Генерал уже немолод. Он внимательно разглядывает лицо капитана. Тот стоит по стойке смирно, ни один мускул на его совершенно обычном лице с небольшими серыми глазами, не дергается.
- Аморальное поведение недопустимо для советского человека. Советского военного. Особенно сейчас, в это тяжелое для страны время, когда враг стоит у ворот.
- Товарищ генерал, я никогда бы не позволил себе того, в чем меня обвиняют – Алексей рапортует четко, не торопясь, но, в то же время, в его голосе чувствуется смятение. – Этот донос – ложный. Скажите, кто это? Кто на меня донес?
- Сам знаешь. – генерал пристально смотрит на подчиненного.
- Пожалуйста, дайте шанс доказать, что я невиновен. Я Родине всегда верен был, все ради страны делал. Никогда вопросов лишних не задавал. Неужто теперь из-за одной анонимки утратил доверие?

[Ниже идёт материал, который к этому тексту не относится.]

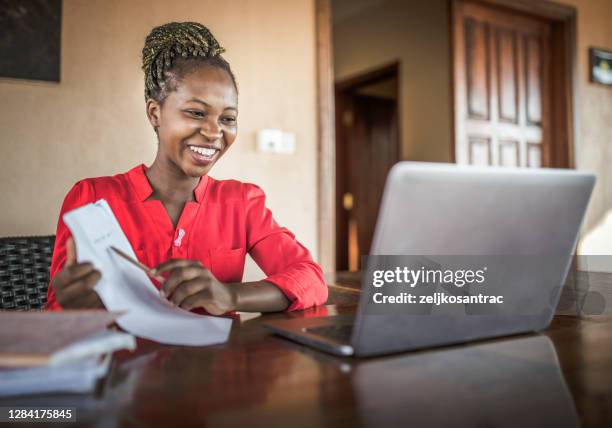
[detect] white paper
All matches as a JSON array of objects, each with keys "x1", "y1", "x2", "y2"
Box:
[
  {"x1": 49, "y1": 330, "x2": 136, "y2": 366},
  {"x1": 64, "y1": 199, "x2": 232, "y2": 346},
  {"x1": 0, "y1": 354, "x2": 111, "y2": 397}
]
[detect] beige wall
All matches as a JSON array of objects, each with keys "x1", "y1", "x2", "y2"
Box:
[
  {"x1": 333, "y1": 0, "x2": 612, "y2": 254},
  {"x1": 332, "y1": 0, "x2": 452, "y2": 162},
  {"x1": 562, "y1": 0, "x2": 612, "y2": 254},
  {"x1": 0, "y1": 0, "x2": 317, "y2": 276}
]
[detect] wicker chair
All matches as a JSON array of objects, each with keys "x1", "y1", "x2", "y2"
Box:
[{"x1": 0, "y1": 235, "x2": 55, "y2": 310}]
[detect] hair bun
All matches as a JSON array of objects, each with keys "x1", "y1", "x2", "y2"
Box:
[{"x1": 142, "y1": 22, "x2": 225, "y2": 98}]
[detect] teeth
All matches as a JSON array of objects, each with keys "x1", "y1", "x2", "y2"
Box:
[{"x1": 189, "y1": 146, "x2": 217, "y2": 157}]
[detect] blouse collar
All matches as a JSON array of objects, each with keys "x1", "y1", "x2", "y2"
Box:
[{"x1": 127, "y1": 164, "x2": 208, "y2": 203}]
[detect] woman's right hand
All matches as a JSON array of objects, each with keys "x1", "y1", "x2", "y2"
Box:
[{"x1": 51, "y1": 238, "x2": 104, "y2": 309}]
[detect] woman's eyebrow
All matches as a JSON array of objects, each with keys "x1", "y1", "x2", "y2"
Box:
[{"x1": 187, "y1": 98, "x2": 238, "y2": 111}]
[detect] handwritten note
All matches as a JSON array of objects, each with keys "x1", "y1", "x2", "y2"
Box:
[{"x1": 64, "y1": 199, "x2": 232, "y2": 346}]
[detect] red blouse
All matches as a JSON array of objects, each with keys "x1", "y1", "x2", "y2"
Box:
[{"x1": 46, "y1": 165, "x2": 327, "y2": 310}]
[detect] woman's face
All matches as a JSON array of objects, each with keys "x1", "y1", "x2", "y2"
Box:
[{"x1": 147, "y1": 65, "x2": 238, "y2": 177}]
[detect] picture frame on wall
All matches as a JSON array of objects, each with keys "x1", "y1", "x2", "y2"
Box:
[
  {"x1": 0, "y1": 0, "x2": 62, "y2": 83},
  {"x1": 589, "y1": 48, "x2": 612, "y2": 86}
]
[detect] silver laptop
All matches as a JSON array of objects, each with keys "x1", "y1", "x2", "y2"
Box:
[{"x1": 264, "y1": 162, "x2": 595, "y2": 356}]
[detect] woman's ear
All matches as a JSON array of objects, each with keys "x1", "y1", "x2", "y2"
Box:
[{"x1": 147, "y1": 98, "x2": 161, "y2": 132}]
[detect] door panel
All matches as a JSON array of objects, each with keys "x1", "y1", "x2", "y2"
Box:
[{"x1": 453, "y1": 1, "x2": 552, "y2": 168}]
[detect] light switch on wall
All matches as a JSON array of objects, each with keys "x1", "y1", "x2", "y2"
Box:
[{"x1": 257, "y1": 129, "x2": 295, "y2": 155}]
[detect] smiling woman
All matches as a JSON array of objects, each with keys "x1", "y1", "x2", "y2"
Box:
[{"x1": 47, "y1": 22, "x2": 327, "y2": 315}]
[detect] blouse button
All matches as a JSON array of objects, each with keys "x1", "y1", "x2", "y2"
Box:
[{"x1": 174, "y1": 228, "x2": 185, "y2": 247}]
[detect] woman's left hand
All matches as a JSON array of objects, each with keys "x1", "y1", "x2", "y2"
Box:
[{"x1": 155, "y1": 259, "x2": 238, "y2": 315}]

Генерал смотрит на него задумчиво, но не зло. Изучает долго. Потом, прямо в душу заглядывая, произносит:
- Тебе ли не знать, скольких судьбу одна анонимка решила. Я лично тебе зла не желаю. Но закон есть закон. У тебя теперь два пути есть: либо в тюрьму, либо 3 месяца в штрафной батальон. Он все ошибки смывает. 

********

В окопе холодно и сыро. Темнота. Не шелохнется ничего. Страшно. Завтра бой. Они пойдут первыми. Проштрафившиеся. Враги государства. Сколько останется в живых на этот раз?

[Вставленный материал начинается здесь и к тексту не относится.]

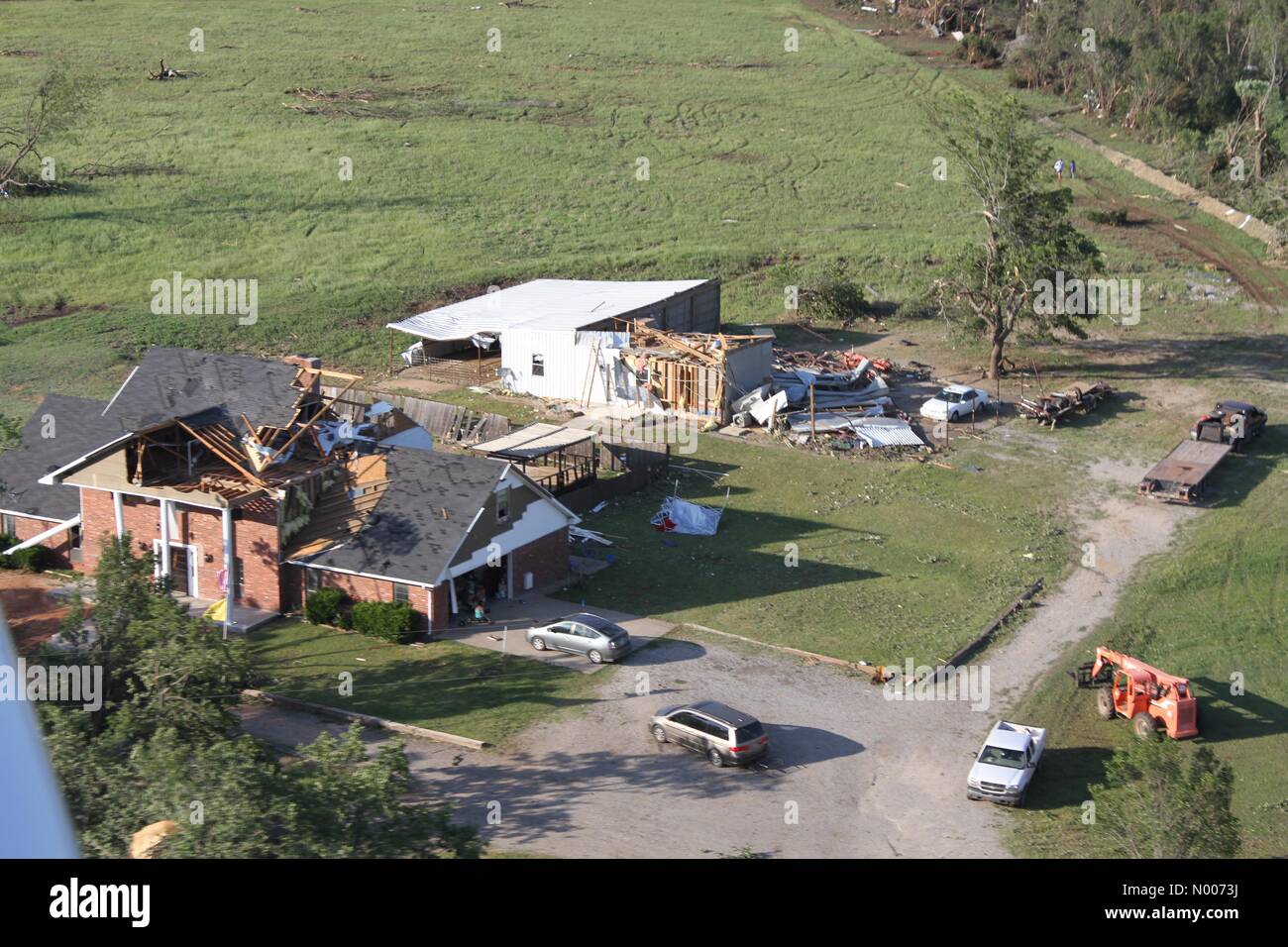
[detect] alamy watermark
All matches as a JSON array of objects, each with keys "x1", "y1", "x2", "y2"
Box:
[
  {"x1": 152, "y1": 270, "x2": 259, "y2": 326},
  {"x1": 1033, "y1": 269, "x2": 1141, "y2": 326},
  {"x1": 881, "y1": 657, "x2": 989, "y2": 712},
  {"x1": 0, "y1": 657, "x2": 103, "y2": 711}
]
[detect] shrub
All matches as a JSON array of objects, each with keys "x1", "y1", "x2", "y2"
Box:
[
  {"x1": 353, "y1": 601, "x2": 416, "y2": 642},
  {"x1": 304, "y1": 588, "x2": 345, "y2": 625}
]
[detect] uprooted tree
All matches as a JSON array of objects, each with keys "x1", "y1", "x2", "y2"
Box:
[
  {"x1": 0, "y1": 65, "x2": 90, "y2": 193},
  {"x1": 926, "y1": 93, "x2": 1100, "y2": 378}
]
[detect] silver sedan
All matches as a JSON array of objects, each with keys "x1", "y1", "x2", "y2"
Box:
[{"x1": 524, "y1": 612, "x2": 631, "y2": 665}]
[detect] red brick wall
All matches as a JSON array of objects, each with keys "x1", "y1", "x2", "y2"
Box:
[
  {"x1": 81, "y1": 489, "x2": 282, "y2": 612},
  {"x1": 0, "y1": 514, "x2": 72, "y2": 567},
  {"x1": 304, "y1": 570, "x2": 432, "y2": 630},
  {"x1": 510, "y1": 527, "x2": 568, "y2": 596}
]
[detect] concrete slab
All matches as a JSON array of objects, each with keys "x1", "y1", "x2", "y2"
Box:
[{"x1": 434, "y1": 592, "x2": 675, "y2": 674}]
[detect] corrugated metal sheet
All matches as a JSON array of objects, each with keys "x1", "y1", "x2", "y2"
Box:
[
  {"x1": 387, "y1": 279, "x2": 708, "y2": 340},
  {"x1": 471, "y1": 421, "x2": 595, "y2": 458}
]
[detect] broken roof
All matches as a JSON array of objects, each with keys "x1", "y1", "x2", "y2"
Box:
[
  {"x1": 386, "y1": 279, "x2": 711, "y2": 342},
  {"x1": 292, "y1": 449, "x2": 507, "y2": 585},
  {"x1": 0, "y1": 394, "x2": 120, "y2": 520},
  {"x1": 103, "y1": 347, "x2": 301, "y2": 430},
  {"x1": 471, "y1": 421, "x2": 595, "y2": 462}
]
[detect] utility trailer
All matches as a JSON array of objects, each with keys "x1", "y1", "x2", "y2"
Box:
[
  {"x1": 1015, "y1": 381, "x2": 1115, "y2": 428},
  {"x1": 1136, "y1": 441, "x2": 1234, "y2": 504}
]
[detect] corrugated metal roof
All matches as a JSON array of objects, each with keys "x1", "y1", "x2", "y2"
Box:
[
  {"x1": 387, "y1": 279, "x2": 709, "y2": 342},
  {"x1": 471, "y1": 423, "x2": 595, "y2": 459}
]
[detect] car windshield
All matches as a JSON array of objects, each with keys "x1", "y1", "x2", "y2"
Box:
[{"x1": 979, "y1": 746, "x2": 1024, "y2": 770}]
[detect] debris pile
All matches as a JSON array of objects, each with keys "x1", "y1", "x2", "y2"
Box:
[
  {"x1": 1015, "y1": 381, "x2": 1115, "y2": 428},
  {"x1": 733, "y1": 349, "x2": 926, "y2": 450}
]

Алексей прикрывает глаза. Уже второй раз перебрасывают их с одного фронта на другой. Это бесконечное адское колесо никогда не сломается. Почему он еще жив? С призыва прошло уже два месяца. Из всех, кто поступил с ним в его первую штрафную роту, в живых остался один он. Выживших после очередной мясорубки присоединяли к другому штрафбату и бросали в новую. Это его вторая.
- Эй, товарищ! – окликает его новый сослуживец. – Закурить не найдется?

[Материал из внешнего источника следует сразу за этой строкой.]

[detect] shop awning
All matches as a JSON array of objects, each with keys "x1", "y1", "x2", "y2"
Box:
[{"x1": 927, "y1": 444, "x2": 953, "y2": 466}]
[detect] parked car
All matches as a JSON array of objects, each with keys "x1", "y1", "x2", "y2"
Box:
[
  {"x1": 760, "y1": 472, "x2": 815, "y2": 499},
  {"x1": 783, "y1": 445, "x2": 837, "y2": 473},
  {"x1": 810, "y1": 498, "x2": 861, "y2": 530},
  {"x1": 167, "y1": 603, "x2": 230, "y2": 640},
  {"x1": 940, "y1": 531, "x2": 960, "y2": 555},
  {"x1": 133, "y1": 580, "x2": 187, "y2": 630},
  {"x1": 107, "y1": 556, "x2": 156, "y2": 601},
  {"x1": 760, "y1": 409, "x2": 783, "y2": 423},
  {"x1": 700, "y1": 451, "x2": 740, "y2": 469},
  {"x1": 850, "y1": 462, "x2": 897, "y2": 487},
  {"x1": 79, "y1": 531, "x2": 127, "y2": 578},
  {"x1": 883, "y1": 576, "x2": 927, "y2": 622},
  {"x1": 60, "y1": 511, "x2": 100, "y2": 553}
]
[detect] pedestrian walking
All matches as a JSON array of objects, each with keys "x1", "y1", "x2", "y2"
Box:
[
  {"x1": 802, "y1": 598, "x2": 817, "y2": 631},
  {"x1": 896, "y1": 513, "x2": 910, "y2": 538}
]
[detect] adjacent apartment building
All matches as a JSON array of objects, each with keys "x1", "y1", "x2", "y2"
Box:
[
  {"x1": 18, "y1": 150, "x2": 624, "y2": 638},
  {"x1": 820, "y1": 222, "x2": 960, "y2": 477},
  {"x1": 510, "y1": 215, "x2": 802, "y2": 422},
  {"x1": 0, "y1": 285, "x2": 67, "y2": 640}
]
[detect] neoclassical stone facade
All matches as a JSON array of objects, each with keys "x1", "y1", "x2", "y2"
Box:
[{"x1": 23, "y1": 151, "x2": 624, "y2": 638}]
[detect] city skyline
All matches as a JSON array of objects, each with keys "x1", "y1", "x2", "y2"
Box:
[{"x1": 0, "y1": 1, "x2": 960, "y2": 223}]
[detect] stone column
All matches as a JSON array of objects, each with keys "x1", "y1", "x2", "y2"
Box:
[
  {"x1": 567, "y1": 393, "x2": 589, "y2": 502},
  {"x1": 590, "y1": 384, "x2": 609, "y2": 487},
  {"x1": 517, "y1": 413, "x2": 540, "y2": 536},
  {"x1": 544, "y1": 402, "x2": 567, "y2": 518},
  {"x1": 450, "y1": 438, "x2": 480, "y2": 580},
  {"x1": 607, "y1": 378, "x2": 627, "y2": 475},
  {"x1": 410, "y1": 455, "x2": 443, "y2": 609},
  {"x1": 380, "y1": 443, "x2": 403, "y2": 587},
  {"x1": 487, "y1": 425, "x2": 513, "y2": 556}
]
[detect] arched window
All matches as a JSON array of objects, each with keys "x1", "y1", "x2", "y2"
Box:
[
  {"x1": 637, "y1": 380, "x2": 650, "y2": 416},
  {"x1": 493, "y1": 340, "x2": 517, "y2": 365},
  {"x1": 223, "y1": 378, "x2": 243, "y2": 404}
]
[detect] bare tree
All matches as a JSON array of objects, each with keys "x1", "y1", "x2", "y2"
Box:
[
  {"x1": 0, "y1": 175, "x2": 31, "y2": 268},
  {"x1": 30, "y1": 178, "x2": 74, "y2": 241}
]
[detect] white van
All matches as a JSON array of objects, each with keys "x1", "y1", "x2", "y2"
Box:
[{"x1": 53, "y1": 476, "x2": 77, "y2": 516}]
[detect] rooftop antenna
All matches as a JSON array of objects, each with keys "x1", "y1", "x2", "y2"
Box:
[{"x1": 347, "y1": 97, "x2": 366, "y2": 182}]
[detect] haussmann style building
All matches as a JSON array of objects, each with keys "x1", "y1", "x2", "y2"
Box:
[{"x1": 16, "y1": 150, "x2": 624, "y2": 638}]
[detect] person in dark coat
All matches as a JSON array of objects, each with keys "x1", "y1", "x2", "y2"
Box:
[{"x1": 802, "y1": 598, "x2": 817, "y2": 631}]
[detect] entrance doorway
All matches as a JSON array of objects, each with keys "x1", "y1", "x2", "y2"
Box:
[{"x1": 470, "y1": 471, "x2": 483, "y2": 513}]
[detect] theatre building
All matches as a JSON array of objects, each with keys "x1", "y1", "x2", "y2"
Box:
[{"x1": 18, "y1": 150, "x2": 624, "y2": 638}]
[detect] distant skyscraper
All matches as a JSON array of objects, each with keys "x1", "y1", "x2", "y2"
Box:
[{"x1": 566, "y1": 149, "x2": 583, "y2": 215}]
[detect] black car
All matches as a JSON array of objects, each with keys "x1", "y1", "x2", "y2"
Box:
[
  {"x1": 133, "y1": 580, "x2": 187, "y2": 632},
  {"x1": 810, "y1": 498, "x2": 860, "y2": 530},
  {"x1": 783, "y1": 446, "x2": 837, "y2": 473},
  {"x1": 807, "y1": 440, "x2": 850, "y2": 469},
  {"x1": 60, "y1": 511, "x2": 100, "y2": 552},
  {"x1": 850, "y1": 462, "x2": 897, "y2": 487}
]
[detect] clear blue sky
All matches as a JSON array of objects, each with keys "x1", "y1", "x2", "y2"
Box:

Алексей делится с ним остатками махорки.
- Тебя за что сюда?
- Хлеб украл. Сестре. Для себя бы никогда воровать не стал. Но она маленькая, не мог видеть, как от голода превращается в тень. Меня в тюрьму отправили, а я оттуда попросился на фронт. Хоть Родине долг отдам. А тебя как угораздило?
Алексей молчит. Долго молчит. Потом тихо говорит:
- Нагрешил много. Вот и расплачиваюсь. За кровь на своих руках. За то, что не понимал многого. За то, что жену свою не любил.
В на секунду озаряющем темноту пламени спички он может рассмотреть собеседника. Молодой парень, ребенок еще почти. Рыжие вьющиеся волосы обрамляют по-детски еще пухлое лицо. Смелый, наверно, раз в таком возрасте – а уже в командиры выбился. Если бы не он, Алексей, не сидел бы парнишка сейчас тут, в окопе, как пушечное мясо. Жил бы с сестренкой своей.
В памяти всплывают слова жены: «Зато теперь этим хлебом верхушка партии живот набивает». В тепле сидя, набивают. А они, преступник и палач, бок о бок сидят в окопе в ожидании смерти.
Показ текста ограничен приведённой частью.